The two-hour premiere is scheduled to air on the cable network beginning at 10 PM ET; check local listings. The first season of "Huff," according to a statement by writer-creator Bob Lowry, "ended with what I call the 'convergence scene,' which had Huff (Azaria) assaulted by everybody in his life. He had pushed his best friend Russell (Oliver Platt) down a flight of stairs because he caught him in bed with his mother, Izzy (Blythe Danner); his wife, Beth (Paget Brewster), was leaving indefinitely to be with her dying mother (Swoozie Kurtz); his schizophrenic brother, Teddy (Andy Comeau), went over the edge by what he witnessed; and his son Byrd (Anton Yelchin) further disengaged from the family."

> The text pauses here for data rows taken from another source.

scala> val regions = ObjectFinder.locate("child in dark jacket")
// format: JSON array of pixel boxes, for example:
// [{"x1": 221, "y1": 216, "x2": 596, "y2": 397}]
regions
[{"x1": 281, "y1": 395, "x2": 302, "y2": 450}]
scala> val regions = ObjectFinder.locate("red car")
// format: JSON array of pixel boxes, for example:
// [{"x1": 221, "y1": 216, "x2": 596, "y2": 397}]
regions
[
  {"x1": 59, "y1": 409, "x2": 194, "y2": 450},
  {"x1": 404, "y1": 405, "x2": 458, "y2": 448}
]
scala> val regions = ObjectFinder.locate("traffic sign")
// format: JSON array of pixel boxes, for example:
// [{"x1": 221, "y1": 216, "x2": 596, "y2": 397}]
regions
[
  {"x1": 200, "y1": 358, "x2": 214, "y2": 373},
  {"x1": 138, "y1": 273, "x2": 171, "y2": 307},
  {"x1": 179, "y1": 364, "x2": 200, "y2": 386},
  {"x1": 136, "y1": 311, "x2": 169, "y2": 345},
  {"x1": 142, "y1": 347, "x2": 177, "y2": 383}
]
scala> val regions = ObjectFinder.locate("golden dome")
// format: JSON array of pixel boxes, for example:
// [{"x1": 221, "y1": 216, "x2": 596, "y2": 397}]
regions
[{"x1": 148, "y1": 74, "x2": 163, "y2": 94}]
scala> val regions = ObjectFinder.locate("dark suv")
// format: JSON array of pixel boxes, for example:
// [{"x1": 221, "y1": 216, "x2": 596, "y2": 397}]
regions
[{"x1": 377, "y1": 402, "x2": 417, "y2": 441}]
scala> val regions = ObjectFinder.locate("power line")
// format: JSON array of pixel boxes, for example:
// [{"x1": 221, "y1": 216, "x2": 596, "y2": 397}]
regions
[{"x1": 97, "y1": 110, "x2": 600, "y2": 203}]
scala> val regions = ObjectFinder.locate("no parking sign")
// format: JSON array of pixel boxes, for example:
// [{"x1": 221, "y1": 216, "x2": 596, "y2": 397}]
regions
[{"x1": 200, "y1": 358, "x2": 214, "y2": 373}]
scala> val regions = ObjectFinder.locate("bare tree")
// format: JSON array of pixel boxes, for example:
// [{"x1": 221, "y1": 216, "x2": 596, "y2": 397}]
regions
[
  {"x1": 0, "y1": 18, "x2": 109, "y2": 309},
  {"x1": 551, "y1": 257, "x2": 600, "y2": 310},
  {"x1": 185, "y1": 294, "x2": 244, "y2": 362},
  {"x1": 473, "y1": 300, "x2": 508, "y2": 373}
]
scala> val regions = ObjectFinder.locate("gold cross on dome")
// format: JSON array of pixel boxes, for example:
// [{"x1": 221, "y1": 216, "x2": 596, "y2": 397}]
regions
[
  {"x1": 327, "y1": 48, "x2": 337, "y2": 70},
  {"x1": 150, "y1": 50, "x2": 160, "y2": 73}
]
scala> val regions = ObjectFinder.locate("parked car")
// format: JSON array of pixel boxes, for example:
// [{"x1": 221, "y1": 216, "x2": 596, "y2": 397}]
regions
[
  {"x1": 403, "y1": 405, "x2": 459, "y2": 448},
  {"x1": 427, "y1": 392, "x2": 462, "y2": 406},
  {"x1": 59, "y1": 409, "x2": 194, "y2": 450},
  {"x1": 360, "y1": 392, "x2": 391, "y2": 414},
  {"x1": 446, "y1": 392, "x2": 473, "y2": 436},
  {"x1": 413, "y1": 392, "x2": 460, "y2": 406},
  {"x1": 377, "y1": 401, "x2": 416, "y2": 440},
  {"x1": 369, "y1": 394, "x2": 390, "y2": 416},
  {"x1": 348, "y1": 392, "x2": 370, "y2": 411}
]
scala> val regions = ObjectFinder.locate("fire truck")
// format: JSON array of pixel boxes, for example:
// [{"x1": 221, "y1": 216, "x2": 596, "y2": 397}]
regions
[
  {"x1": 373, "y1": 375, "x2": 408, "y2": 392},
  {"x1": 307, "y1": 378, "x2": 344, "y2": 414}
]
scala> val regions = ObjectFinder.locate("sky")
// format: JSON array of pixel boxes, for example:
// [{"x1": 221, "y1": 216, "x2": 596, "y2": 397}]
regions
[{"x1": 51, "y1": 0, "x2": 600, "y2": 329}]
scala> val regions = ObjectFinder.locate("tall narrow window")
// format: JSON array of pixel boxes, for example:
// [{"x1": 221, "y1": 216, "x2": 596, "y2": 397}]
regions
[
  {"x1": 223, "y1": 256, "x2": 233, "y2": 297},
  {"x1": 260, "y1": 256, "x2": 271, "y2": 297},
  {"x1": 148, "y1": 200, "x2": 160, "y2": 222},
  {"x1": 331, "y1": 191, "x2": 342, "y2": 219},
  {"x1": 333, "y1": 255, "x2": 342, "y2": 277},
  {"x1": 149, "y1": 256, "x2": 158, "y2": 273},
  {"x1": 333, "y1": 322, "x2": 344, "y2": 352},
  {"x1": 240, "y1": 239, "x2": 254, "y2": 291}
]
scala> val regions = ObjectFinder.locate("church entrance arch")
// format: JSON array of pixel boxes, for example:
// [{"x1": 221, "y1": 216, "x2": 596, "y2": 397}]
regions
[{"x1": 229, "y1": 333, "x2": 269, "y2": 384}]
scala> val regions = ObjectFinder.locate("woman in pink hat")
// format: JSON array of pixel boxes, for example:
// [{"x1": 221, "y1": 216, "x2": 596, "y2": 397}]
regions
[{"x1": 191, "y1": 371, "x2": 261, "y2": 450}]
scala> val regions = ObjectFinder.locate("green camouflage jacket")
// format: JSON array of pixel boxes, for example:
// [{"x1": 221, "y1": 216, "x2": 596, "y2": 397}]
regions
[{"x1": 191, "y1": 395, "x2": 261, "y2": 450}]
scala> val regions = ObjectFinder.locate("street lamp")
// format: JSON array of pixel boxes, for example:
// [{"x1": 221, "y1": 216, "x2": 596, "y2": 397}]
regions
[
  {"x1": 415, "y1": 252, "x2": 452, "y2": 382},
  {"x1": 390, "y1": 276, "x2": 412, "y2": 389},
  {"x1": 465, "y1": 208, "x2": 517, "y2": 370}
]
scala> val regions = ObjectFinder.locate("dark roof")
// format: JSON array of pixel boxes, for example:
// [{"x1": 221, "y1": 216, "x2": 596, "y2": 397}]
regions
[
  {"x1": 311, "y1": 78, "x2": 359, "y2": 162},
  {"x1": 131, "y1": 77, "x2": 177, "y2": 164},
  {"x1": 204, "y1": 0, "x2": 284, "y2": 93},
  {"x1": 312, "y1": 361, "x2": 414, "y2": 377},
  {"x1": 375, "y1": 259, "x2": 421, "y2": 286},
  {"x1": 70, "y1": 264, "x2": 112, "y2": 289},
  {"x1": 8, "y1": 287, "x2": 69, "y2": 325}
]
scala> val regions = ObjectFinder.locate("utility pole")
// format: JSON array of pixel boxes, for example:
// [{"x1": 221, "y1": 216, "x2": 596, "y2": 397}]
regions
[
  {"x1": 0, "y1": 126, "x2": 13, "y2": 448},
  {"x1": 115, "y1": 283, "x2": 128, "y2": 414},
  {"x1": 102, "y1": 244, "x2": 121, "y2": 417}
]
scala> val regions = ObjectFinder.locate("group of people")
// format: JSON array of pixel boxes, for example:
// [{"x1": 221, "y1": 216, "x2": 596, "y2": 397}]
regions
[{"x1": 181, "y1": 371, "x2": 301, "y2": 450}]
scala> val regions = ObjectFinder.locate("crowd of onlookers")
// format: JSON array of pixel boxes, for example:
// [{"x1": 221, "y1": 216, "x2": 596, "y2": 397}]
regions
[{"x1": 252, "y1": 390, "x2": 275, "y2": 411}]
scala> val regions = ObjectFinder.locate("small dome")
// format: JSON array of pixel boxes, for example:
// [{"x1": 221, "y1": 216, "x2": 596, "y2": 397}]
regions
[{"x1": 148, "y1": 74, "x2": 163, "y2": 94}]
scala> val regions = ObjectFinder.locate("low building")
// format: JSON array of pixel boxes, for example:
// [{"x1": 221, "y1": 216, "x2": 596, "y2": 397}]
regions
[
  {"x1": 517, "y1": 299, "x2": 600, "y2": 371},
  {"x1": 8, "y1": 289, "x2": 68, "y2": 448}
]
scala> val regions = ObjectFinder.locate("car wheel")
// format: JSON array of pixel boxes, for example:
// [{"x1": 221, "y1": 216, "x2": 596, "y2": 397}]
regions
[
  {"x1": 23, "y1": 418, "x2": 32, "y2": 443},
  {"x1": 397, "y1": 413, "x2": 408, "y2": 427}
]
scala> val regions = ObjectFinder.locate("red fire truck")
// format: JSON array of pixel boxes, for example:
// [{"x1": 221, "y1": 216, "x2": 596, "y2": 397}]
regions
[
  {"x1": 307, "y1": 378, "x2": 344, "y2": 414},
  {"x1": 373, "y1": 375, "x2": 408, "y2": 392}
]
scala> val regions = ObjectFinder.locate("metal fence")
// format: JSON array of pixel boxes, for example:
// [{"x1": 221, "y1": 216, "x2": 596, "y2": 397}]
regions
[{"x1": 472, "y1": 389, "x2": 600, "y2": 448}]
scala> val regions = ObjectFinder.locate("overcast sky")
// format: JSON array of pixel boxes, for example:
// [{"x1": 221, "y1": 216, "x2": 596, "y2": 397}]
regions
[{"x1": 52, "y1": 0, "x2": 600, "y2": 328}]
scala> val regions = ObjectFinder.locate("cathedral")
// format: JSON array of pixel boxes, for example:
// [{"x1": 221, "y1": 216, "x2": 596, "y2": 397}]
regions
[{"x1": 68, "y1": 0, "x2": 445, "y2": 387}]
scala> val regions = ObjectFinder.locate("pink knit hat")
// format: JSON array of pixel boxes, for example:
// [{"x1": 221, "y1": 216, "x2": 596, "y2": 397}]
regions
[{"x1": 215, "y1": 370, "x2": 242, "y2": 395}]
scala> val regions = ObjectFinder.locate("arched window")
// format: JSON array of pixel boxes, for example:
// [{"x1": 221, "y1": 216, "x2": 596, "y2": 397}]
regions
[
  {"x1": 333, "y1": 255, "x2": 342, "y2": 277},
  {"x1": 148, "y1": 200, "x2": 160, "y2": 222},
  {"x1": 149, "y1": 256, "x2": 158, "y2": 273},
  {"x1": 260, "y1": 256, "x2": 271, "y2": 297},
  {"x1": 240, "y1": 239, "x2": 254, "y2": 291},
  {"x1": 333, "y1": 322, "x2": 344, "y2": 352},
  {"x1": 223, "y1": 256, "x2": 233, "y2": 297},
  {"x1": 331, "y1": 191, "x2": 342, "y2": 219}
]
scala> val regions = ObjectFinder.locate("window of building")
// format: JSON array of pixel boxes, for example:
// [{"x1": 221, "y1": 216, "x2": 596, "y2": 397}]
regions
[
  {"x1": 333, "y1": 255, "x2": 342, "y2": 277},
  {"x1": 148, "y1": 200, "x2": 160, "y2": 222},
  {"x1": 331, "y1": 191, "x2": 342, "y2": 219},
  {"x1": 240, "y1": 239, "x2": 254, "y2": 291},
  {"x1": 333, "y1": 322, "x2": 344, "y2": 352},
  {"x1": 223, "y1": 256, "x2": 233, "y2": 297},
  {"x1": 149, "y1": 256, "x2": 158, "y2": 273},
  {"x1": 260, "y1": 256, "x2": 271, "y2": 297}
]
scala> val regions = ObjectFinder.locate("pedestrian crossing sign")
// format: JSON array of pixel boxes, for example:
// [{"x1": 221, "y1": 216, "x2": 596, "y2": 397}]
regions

During the second season, Lowry explains, "Huff redefines his manhood, realizing what he envisioned as strength has been just a caricature, and that all his care-taking and helping everybody is still not taking him where he wants to go. Hiding his own identity from himself by helping other isn't working too well for him."
Hank Azaria earned Tony and Drama Desk Award nominations for his work as Sir Lancelot in the Tony-winning musical Spamalot, which marked his Broadway debut. Azaria was also seen onstage in the West End production of Sexual Perversity in Chicago, and his screen credits include "Eulogy," "Along Came Polly," "Shattered Glass," "America's Sweethearts," "Celebrity," "The Birdcage," "Grosse Pointe Blank" and "Quiz Show." Azaria received an Emmy Award for his work on "Tuesdays with Morrie," and his television credits also include "Uprising," "Fail Safe," "Friends" and "Mad About You."